I shrugged uncomfortably because I couldn’t lie to him. “Maybe,” I said. “Possibly. But not because of what I am. More because of who I know. I was raised in the Marrok’s pack. I’m mated to Adam Hauptman, who is Alpha of our pack, and not least among Alphas in the other packs. I have a friend who is fae—and he is someone even the Gray Lords don’t mess with.” They were looking for more pieces of one of the Gray Lords who had ticked Zee off. My informant (Tad) was pretty sure that they would find them all. Eventually.
“I have a friend in the human police department and another in the local vampire seethe.” I shrugged again. “Anyway, Bonarata was disappointed because he’d expected someone . . .” I tried to decide how to explain it.
“More powerful,” Libor supplied.
I shook my head. “Whose power wasn’t all in the people she knows. Intrinsic power.” I waved a hand vaguely down myself. “Stronger, at least. Anyway, he decided to engineer my failed escape during which I would conveniently die, and he could blame it on me—and humiliate my mate for failing to take care of me. Instead, I really did escape, hopped on a bus, and ended up here. Penniless. Friendless. And passportless.”
“Pathetic, in fact,” he said dryly.
I widened my eyes and nodded, answering the humor in his eyes with my own sincerity. “On the way here, I got pickpocketed. They stole half of my money. I have about two hundred koruna left.” That I had stolen first. Borrowed, really, since I intended to pay it back with interest, but borrowed without consent was, strictly speaking, theft.
“I’m about as pathetic as it gets,” I told him honestly.
He folded his arms. “Peanut butter,” he said.
“Excuse me?” I tried to sound blank. That stupid story had made it all the way here? Jeepers creepers. If I’d known how long I’d have to live with that, I’d have figured out some other way to get back at Bran.
“You,” he said, “are Bran’s little coyote girl who made him sit in peanut butter because he made your mama cry.” Foster mother, actually, but I wasn’t about to correct him. Not until I knew him better, or it was over something more important.
He gave me a wolfish smile. “You wrapped his new and very expensive car around a tree. People still talk about the chocolate Easter bunny incident with awe. And still Bran did not kill you. You escaped from the Lord of Night, Master of Milan. And you want me to think you pathetic?”
He leaned forward. “I know a little more about you, Ms. Hauptman, than that old vampire did. I do not think you would find it so easy to get away from me.”
“But you haven’t taken me prisoner,” I reminded him, and carefully didn’t say “yet.” “So I don’t have any reason to run away. Charles told me that I should throw myself on your mercy—and ask you to help me stay alive and out of Bonarata’s clutches until Adam can get to me here.”
“Charles said that,” he said neutrally.
“Well.” I tried to stick to the absolute truth. “It was through a third party, and our communication was necessarily brief—but I can read between the lines.
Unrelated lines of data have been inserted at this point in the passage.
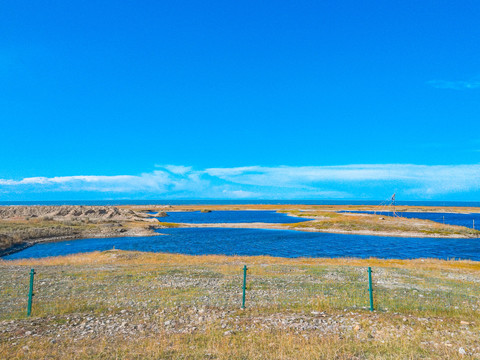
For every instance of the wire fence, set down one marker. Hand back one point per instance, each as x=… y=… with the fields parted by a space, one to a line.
x=63 y=290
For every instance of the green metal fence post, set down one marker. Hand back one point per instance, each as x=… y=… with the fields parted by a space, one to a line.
x=244 y=285
x=30 y=293
x=370 y=288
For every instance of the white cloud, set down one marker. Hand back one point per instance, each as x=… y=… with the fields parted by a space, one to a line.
x=280 y=182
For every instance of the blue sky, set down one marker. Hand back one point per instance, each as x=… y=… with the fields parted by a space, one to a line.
x=191 y=99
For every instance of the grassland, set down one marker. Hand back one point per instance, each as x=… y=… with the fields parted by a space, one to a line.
x=131 y=305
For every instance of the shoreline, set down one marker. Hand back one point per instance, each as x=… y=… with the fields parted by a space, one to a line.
x=273 y=226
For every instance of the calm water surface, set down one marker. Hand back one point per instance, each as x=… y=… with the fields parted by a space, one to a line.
x=227 y=216
x=284 y=243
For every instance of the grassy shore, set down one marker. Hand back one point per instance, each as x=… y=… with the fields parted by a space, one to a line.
x=132 y=305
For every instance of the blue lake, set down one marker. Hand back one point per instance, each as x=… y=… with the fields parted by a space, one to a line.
x=467 y=220
x=227 y=216
x=284 y=243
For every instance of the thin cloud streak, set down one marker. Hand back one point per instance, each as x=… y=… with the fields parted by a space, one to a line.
x=280 y=182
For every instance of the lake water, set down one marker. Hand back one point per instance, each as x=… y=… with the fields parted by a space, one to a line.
x=284 y=243
x=227 y=216
x=467 y=220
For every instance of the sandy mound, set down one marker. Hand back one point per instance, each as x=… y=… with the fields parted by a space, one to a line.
x=67 y=212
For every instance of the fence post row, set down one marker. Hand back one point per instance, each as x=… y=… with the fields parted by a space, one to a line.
x=244 y=285
x=370 y=287
x=30 y=293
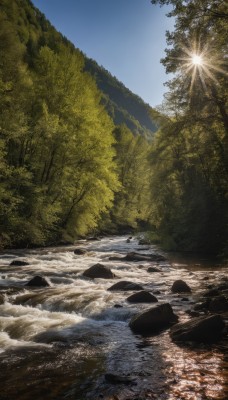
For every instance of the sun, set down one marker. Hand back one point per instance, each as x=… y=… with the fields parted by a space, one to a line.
x=197 y=59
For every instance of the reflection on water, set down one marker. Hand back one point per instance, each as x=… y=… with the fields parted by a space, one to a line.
x=58 y=342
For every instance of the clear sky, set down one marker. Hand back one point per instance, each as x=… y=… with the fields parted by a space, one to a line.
x=126 y=37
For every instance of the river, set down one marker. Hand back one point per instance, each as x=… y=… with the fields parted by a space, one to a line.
x=58 y=342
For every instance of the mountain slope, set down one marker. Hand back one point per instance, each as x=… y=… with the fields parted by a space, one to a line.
x=122 y=105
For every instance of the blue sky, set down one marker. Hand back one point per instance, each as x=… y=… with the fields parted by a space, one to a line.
x=126 y=37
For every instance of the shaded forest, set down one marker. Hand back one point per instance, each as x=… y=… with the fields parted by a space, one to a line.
x=78 y=153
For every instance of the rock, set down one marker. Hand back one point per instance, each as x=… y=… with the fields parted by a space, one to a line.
x=38 y=281
x=180 y=286
x=99 y=271
x=218 y=304
x=153 y=269
x=19 y=263
x=125 y=285
x=79 y=251
x=211 y=293
x=144 y=242
x=199 y=329
x=133 y=256
x=154 y=319
x=201 y=306
x=142 y=297
x=118 y=379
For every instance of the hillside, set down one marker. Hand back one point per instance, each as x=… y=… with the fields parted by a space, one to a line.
x=122 y=105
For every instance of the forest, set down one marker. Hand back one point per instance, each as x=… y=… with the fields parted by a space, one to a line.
x=69 y=169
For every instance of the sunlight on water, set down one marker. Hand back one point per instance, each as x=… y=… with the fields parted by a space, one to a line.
x=76 y=321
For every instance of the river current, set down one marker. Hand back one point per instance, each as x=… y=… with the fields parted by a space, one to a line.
x=58 y=342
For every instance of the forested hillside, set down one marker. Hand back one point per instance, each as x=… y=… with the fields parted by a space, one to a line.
x=123 y=105
x=69 y=166
x=60 y=169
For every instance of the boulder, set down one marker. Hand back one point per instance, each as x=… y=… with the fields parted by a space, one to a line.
x=199 y=329
x=79 y=251
x=142 y=297
x=153 y=269
x=154 y=319
x=134 y=256
x=119 y=379
x=38 y=281
x=180 y=286
x=19 y=263
x=99 y=271
x=218 y=304
x=125 y=285
x=211 y=292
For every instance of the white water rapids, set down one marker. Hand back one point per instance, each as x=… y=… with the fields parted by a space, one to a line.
x=77 y=321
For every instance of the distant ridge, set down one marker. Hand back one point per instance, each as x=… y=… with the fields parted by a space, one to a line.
x=122 y=105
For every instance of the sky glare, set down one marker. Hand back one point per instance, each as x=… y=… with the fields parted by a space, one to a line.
x=126 y=37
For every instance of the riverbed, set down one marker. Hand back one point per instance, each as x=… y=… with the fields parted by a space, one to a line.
x=58 y=342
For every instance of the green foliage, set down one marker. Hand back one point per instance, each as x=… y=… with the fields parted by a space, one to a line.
x=56 y=144
x=132 y=202
x=189 y=156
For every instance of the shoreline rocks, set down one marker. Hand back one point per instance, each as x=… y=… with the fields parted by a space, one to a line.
x=199 y=329
x=180 y=286
x=125 y=286
x=142 y=297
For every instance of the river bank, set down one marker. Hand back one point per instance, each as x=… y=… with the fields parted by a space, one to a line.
x=61 y=341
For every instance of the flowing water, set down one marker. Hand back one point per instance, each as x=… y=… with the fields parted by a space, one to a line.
x=58 y=342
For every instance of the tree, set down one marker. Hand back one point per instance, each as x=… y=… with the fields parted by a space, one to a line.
x=190 y=152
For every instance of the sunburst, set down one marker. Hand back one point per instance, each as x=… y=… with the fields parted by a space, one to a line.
x=201 y=62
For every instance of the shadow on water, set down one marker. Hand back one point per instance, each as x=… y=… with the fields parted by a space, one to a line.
x=72 y=365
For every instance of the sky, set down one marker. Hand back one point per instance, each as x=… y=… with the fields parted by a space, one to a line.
x=126 y=37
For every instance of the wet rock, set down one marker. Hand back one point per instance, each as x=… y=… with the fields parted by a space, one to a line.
x=218 y=304
x=134 y=256
x=180 y=286
x=201 y=306
x=211 y=292
x=142 y=297
x=154 y=319
x=144 y=241
x=119 y=379
x=99 y=271
x=38 y=280
x=19 y=263
x=199 y=329
x=80 y=251
x=153 y=269
x=125 y=285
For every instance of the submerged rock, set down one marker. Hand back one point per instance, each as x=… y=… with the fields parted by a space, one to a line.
x=19 y=263
x=199 y=329
x=125 y=285
x=142 y=297
x=118 y=379
x=154 y=319
x=80 y=251
x=133 y=256
x=99 y=271
x=153 y=269
x=38 y=280
x=180 y=286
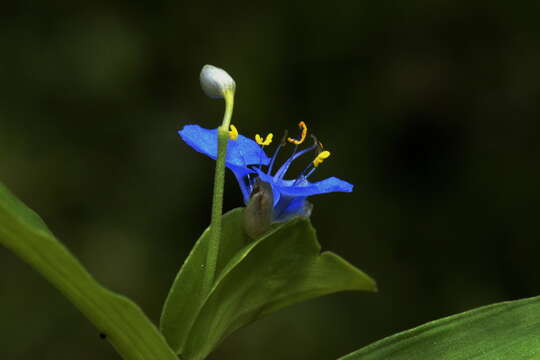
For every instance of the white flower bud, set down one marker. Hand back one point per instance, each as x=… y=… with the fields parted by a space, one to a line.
x=215 y=81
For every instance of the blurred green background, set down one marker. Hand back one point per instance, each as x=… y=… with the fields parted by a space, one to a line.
x=429 y=107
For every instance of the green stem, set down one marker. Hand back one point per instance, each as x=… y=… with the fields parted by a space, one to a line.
x=217 y=202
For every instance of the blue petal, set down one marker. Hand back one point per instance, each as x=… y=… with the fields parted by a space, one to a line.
x=305 y=188
x=270 y=179
x=240 y=152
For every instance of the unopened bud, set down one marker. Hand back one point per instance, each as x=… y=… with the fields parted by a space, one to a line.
x=259 y=210
x=215 y=82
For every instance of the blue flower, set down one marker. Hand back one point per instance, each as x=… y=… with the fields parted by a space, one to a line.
x=247 y=159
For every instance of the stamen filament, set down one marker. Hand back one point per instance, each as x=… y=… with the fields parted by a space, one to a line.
x=233 y=133
x=303 y=133
x=321 y=157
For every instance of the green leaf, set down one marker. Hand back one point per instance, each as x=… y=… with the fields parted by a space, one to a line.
x=505 y=331
x=253 y=279
x=123 y=322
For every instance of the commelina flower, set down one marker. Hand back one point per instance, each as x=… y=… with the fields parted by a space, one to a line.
x=249 y=163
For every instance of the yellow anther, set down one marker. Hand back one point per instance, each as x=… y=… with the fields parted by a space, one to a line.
x=266 y=141
x=233 y=133
x=303 y=134
x=321 y=157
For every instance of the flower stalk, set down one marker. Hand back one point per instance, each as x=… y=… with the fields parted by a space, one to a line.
x=226 y=88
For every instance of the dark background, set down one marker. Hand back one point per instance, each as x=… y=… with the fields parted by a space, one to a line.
x=429 y=107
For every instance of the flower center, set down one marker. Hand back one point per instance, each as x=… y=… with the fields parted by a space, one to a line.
x=310 y=168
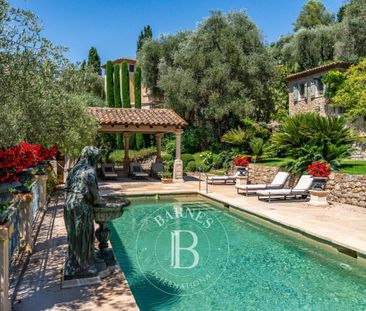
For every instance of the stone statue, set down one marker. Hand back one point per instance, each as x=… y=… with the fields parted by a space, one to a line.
x=81 y=195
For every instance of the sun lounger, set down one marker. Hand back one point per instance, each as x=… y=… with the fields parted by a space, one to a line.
x=223 y=179
x=156 y=168
x=300 y=190
x=109 y=172
x=136 y=170
x=277 y=183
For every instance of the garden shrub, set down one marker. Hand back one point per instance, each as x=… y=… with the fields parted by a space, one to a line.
x=135 y=155
x=191 y=166
x=186 y=157
x=166 y=157
x=310 y=137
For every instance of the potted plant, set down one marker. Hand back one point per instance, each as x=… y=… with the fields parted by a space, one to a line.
x=241 y=165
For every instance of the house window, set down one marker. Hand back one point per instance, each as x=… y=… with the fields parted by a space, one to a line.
x=320 y=86
x=302 y=90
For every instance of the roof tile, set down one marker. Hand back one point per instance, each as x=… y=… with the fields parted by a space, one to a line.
x=131 y=116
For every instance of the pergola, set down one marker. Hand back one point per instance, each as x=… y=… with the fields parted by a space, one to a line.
x=146 y=121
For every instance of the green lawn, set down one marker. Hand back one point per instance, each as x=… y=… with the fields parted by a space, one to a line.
x=274 y=161
x=354 y=167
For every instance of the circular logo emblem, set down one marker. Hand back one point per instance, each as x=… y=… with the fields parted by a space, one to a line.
x=182 y=249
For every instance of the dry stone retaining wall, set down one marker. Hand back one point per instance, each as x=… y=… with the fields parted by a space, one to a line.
x=343 y=188
x=349 y=189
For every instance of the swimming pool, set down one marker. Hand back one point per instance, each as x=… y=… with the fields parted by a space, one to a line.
x=188 y=253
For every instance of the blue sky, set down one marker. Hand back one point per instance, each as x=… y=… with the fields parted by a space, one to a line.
x=112 y=26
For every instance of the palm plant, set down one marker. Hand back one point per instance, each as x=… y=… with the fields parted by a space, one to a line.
x=234 y=137
x=310 y=137
x=257 y=148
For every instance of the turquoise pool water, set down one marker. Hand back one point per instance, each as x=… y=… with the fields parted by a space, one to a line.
x=227 y=262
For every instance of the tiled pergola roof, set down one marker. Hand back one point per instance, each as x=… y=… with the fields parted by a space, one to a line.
x=318 y=69
x=136 y=118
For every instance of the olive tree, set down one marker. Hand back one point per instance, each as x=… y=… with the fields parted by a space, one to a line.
x=35 y=103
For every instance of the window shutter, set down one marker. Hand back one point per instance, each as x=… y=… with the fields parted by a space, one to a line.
x=295 y=93
x=313 y=88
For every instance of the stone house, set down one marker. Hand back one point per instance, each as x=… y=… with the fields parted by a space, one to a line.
x=306 y=94
x=147 y=100
x=306 y=90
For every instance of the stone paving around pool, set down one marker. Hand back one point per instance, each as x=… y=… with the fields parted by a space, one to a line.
x=341 y=224
x=39 y=287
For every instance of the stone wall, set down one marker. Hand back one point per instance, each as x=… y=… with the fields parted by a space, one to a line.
x=317 y=104
x=343 y=188
x=349 y=189
x=260 y=174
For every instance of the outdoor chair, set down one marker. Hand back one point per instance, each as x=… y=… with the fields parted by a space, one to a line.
x=136 y=170
x=109 y=172
x=223 y=179
x=300 y=191
x=278 y=182
x=156 y=168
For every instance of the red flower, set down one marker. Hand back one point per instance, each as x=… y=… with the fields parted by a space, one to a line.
x=319 y=169
x=241 y=161
x=15 y=159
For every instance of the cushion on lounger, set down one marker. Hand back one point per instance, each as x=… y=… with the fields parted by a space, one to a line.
x=274 y=192
x=280 y=179
x=251 y=187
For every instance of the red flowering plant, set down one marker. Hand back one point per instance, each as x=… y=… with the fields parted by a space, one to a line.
x=15 y=160
x=319 y=169
x=241 y=161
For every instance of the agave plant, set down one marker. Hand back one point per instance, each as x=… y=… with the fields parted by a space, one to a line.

I would rather you come with me to storm the seethe of the Master of Milan so that we could extract my husband and the small number of people he took with him to broker my release, which brokering is now unnecessary.”
“No,” he said.
I gave him a look. “Do I look stupid to you? Tired. Pathetic. Yes. Stupid—not usually. I’m not going to ask you to face down any vampire in his den for me, let alone the Lord of Night. I request, respectfully, sanctuary for three days. Charles seemed to think it would allow you to count coup on Bran if you protected me when he couldn’t.”
“You are the mate of another Alpha,” he said, his eyes half-lidded with menace. “Intruding on my territory without prior arrangements. I could have you killed for that alone.”
I’d kind of thought we were past the death threats. But apparently I was wrong.
“Yes,” I agreed. “But it wasn’t on purpose—and killing me would make you look like a real jerk.”
He laughed. “You think I mind looking like a real jerk”—he tasted those two words as if they were something he hadn’t said before—“do you?” But his whole body had relaxed. Once they laugh, they are mine. Mostly.
“If you were going to kill me,” I said, “you’d have done it already.”
“You,” he said evenly. “You are a threat to my people. If I grant you sanctuary and you die, the Marrok will come here and kill my people while I watch. If Bonarata comes after you, he will do his best to kill my people, and he will never let it drop.”
“Libor,” said a small voice chidingly, “you are being mean to the nice lady. Stop it.”
I looked. I couldn’t help it. I hadn’t heard anyone come in, hadn’t smelled anyone approach, and as wound up as I felt, I should have.
I’d expected a child, but instead there was a woman with bright blue eyes and curly hair several shades lighter than Libor’s, a medium brown. She was wearing a folk costume, a more authentic version of what the man at the counter had been wearing: a simple white blouse with a string neck covered partially by a laced-up, heavily embroidered bodice. She wore a multitude of lightweight, bright-colored skirts of various lengths. Her face was cheerful and rounded, like her body.
She met my gaze and grinned. “My Libor, he has grown cranky. He needs a good meal and his wife to cheer him up.”